While the BJP has toned down its criticism of Jammu & Kashmir Chief Minister Mufti Mohammad Sayeed over the release of Hurriyat leader Masarat Alam, the two partners in the coalition government remain politically and ideologically poles apart, and have to tread a difficult path on several crucial issues.
Alam’s release was a small step, but it exposed the fragility of the relationship between the two coalition partners. Senior PDP leader Muzaffar Hussain Baig had earlier told The Indian Express that the ambiguity in the agenda for governance wasn’t good for the alliance. “I would have preferred a clear-cut statement and more clarity. There are several issues that can be interpreted by each party in its own way,” he had said.
Sources in both parties said a difference in interpretation could lead to fresh problems on the following issues:
Dialogue with Hurriyat
The CMP isn’t clear about direct Centre-Hurriyat talks. The BJP was opposed to talking exclusively to the Hurriyat, while the PDP was very keen to promise that.
The common minimum programme says the coalition government would follow “the same principles” as those of former prime minister Atal Bihari Vajpayee’s government to “facilitate and help initiate a sustained and meaningful dialogue with all internal stakeholders”. This puts the Hurriyat in the larger group of “stakeholders”, which, by the Centre’s definition, has in the past included groups like the Dal lake shikara union, traders’ bodies, tourism groups, social sector NGOs, and every shade of mainstream politicians.
While only Mirwaiz Umar Farooq-led Hurriyat has joined a dialogue process with the Centre earlier, they have never agreed to be part of a process where New Delhi would be talking with other parties, especially the mainstream groups, as well.
The CMP says that “the situation in the state has improved vastly and to build the greater public confidence in its sustainability, people of the state must be able to get the peace and normalcy dividend”. PDP and BJP differ as to the meaning of “peace and normalcy dividend”. The PDP believes that the release of detenues like Alam is part of the dividend.
West Pakistan Refugees
On the West Pakistan Refugee (WPR) issue, the two parties interpret the consensus in the CMP differently. While PDP says that to “take measures for sustenance and livelihood of West Pakistan Refugees” isn’t a promise to grant them state subject status, the BJP reads it in the opposite way. Even the most recent WPRs have been living in the state for more than 40 years, and if the Mufti government promises to “take measures for their livelihood and sustainability”, it can only be interpreted as making them eligible for government jobs and other rights. And if the state government makes WPRs eligible for government jobs or provides them with housing or land as part of the CMP promise, it will mean that they are already state subjects.

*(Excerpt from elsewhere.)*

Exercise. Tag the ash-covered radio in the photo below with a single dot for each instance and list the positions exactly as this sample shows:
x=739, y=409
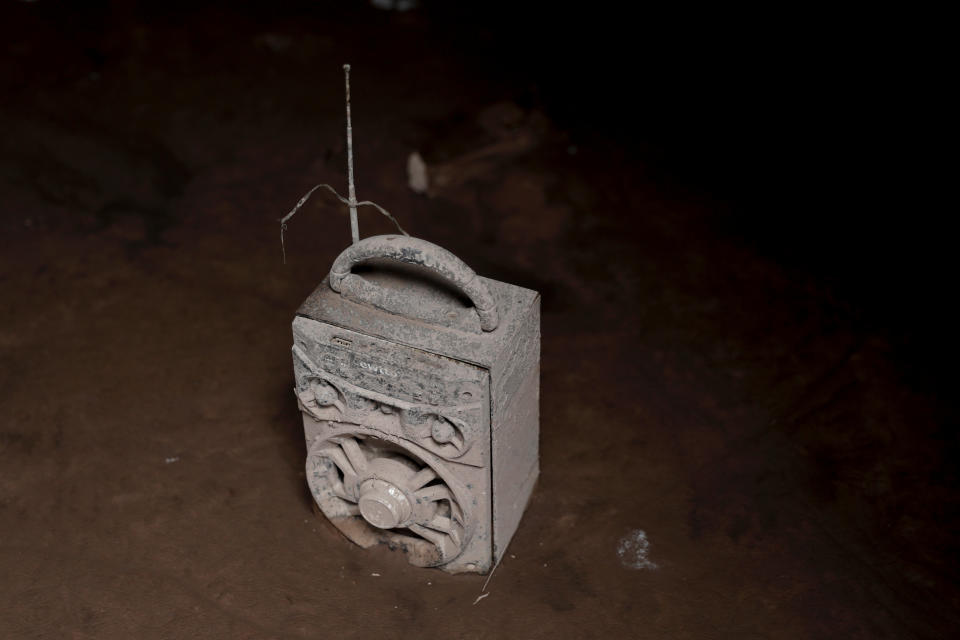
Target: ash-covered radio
x=419, y=385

The promise to “constitute a delimitation commission for delimiting of the legislative assembly constituencies as required by law” is interpreted differently by the PDP and BJP. While BJP thinks it is a promise to start the process immediately, PDP thinks that the requirement to follow law means that the process won’t start before 2026. The question is this: if the coalition government isn’t planning to set up a delimitation commission during its six-year tenure, why was it included in the CMP?
On the issue of the migrant Kashmiri Pandits, who are an important constituency for the BJP and RSS, there isn’t clarity in the CMP. In its “Social and Humanitarian Initiatives” segment, the CMP says, “…Ensuring the return of Kashmiri Pandits with dignity based on their rights as state subjects and reintegrating as well as absorbing them in the Kashmiri milieu. Reintegration will be a process that will start within the state as well as the civil society, by taking the community into confidence.” While the PDP-BJP coalition has rejected the idea of a separate homeland for KPs inside the Valley, it is unclear what reintegration means, and how it might be achieved. That unanswered question holds the potential for serious fissures.